• [^] # Re: Bof

    Posté par . En réponse à la dépêche SPARQL, le SQL du Web, et Linked Data Fragment : le point sur le requêtage du Web. Évalué à 3.

    par exemple, avec le mot clé a tu parle d'uri mais elles interviennent où ?

    Bonne question. Les uris, c'est les identifiants de la base de données. Toute ressource, propriété, élément, possède son uri. Par exemple, l'uri de l'entité correspondant au concept d'être humain dans Wikidata est : http://www.wikidata.org/entity/Q5 . On peux l'utiliser telle quelle dans une requête SPARQL, mais il existe un mécanisme de préfixes pour éviter d'avoir à se taper l'url en entier à chaque fois.

    Pour simplifier l'écriture, parce que c'est long pour un identifiant toute une uri, il y a un mécanisme qui permet de définir des préfixes :

    PREFIXwd:<http://www.wikidata.org/entity/>

    dans une vraie requête sur query.wikidata.org on pourra taper de manière équivalente à l'url http://www.wikidata.org/entity/Q5 le code wd:Q5. La page de requête définit par défaut les préfixes habituels.

    J'ai du mal avec ces techno, j'ai l'impression qu'elles veulent trop bien faire et répondent trop tard et avec trop de complexité au besoin.
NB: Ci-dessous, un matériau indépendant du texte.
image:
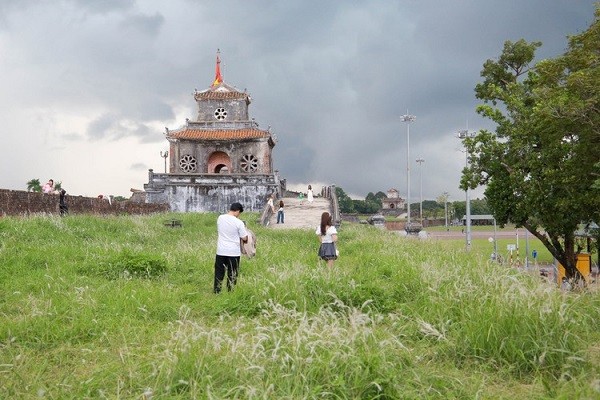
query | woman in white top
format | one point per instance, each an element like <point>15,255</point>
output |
<point>328,238</point>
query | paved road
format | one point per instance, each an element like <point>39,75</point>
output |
<point>476,234</point>
<point>300,215</point>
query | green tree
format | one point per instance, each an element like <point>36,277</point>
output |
<point>538,165</point>
<point>34,185</point>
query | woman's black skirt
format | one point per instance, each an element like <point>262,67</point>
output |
<point>327,251</point>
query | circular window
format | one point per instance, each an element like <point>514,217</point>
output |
<point>188,163</point>
<point>249,163</point>
<point>220,114</point>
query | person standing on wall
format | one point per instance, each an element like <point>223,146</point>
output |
<point>309,194</point>
<point>62,204</point>
<point>227,261</point>
<point>280,214</point>
<point>48,187</point>
<point>328,238</point>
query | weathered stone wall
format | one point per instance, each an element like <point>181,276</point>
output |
<point>209,192</point>
<point>19,202</point>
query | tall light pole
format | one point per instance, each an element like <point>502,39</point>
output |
<point>408,119</point>
<point>165,155</point>
<point>462,135</point>
<point>420,161</point>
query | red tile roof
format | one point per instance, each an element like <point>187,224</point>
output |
<point>218,134</point>
<point>209,95</point>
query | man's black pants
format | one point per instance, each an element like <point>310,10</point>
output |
<point>229,265</point>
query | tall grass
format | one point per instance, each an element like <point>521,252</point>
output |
<point>121,307</point>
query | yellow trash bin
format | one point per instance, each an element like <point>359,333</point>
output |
<point>583,265</point>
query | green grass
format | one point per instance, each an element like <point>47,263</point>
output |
<point>122,307</point>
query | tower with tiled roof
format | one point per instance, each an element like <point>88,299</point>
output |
<point>221,157</point>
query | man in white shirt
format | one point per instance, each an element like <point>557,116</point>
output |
<point>231,230</point>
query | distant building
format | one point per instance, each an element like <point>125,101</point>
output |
<point>393,202</point>
<point>482,219</point>
<point>220,158</point>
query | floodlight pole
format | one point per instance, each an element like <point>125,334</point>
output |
<point>465,134</point>
<point>420,161</point>
<point>408,119</point>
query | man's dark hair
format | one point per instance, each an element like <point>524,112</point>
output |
<point>236,207</point>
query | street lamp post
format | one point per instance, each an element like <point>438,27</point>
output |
<point>465,134</point>
<point>420,161</point>
<point>165,155</point>
<point>408,119</point>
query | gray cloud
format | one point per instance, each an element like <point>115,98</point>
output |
<point>330,78</point>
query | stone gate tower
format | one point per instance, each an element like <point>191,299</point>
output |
<point>219,158</point>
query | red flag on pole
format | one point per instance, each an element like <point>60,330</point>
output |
<point>218,77</point>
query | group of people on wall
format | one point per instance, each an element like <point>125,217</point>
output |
<point>49,188</point>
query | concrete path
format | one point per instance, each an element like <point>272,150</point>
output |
<point>300,216</point>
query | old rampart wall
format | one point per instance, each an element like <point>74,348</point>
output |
<point>19,202</point>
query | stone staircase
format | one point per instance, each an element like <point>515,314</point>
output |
<point>300,215</point>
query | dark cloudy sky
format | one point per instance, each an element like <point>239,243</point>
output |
<point>88,86</point>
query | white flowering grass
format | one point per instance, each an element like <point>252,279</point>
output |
<point>394,318</point>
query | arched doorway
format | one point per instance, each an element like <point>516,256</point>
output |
<point>219,163</point>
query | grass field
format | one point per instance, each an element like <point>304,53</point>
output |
<point>122,308</point>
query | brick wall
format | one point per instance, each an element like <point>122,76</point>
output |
<point>18,202</point>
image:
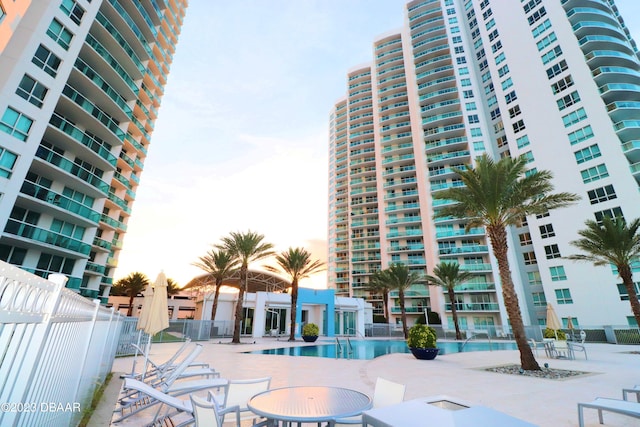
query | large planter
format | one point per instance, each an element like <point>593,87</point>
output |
<point>424,353</point>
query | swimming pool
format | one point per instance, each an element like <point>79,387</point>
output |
<point>370,349</point>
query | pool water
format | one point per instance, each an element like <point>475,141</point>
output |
<point>370,349</point>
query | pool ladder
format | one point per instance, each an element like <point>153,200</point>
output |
<point>340,348</point>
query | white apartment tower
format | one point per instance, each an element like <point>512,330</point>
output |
<point>80,87</point>
<point>555,81</point>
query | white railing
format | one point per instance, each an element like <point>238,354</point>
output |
<point>56,348</point>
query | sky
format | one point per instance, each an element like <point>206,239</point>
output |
<point>241,139</point>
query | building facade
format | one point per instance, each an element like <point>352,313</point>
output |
<point>80,88</point>
<point>557,82</point>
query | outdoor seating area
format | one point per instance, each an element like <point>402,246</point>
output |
<point>386,391</point>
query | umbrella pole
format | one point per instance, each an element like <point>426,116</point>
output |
<point>133,368</point>
<point>146,358</point>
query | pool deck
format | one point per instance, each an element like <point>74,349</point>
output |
<point>543,402</point>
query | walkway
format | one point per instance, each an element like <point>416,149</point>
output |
<point>547,403</point>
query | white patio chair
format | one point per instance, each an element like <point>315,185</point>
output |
<point>634,390</point>
<point>238,393</point>
<point>207,412</point>
<point>134,402</point>
<point>601,404</point>
<point>149,397</point>
<point>385,393</point>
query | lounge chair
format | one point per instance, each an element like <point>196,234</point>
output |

    Je peux pas forcément te contredire, peut être que d'autres technos feraient aussi bien l'affaire, je ne sais pas. Mais ce que je sais c'est que Wikidata n'a pas l'air d'avoir moins de succès que freebase, au contraire, qu'on ne manque pas vraiment d'exemples de requêtes pour Wikidata voir la page de requête donc que communautairement la communauté ne semble pas spécialement avoir eu de difficulté à s'approprier SPARQL. Je sais aussi que le service précédent de requête, proposé par un unique individu, un poil plus simple et moins puissant a fini par fermer sans que personne ne semble s'en émouvoir plus que ça. Je sais aussi que l'équipe de développement a pas mal attendu avant de se lancer dans le moteur de requête officiel, ils ont semblé s'orienter vers le choix du moteur spécifique avant de finalement faire le choix de SPARQL. Je pense que le fait que ça existait déjà, que c'était standard (dés le déploiement suffisait d'inclure une lib python pour faire une requête par exemple) a largement joué dans leur choix plutôt que de se lancer dans un chantier finalement assez inutile. Bref, si je peux pas formellement te contredire, j'aurai tendance à penser que tu as une mauvaise impression.

    Je n'ai pas l'impression que ça dit une vraie solution à tout cela. La forme des requêtes, leurs éventuelles limitation est souvent là pour avoir des temps de réponse acceptable. Et le crissement des données se fait très bien côté client avec la possibilité de choisir ce qui se passe lorsque l'un des serveurs est inaccessible, de faire du cache, etc

    Ben justement, ldf tire dans cette direction. La forme des requête peut être arbitrairement complexe sur ta machine tout en respectant le serveur. Après le système de cache habituel du web doit très bien marcher sur les fragments et tout ça. Et que ldf n'est pas du tout incompatible avec tous ces mécanismes qui sont plus parallèle qu'en opposition. Par exemple les fragments étant plus réguliers qu'une requête arbitraire, tu as largement plus de chance que ton fragment soit en cache quelque part que ta requête à toi. Il suffit que quelqu'un ait besoin du même fragment que toi bien qu'il ne fasse pas la même requête pour profiter du cache, alors que le serveur Wikidata sans fragment ne sait que faire du cache des résultat pour les requêtes identiques.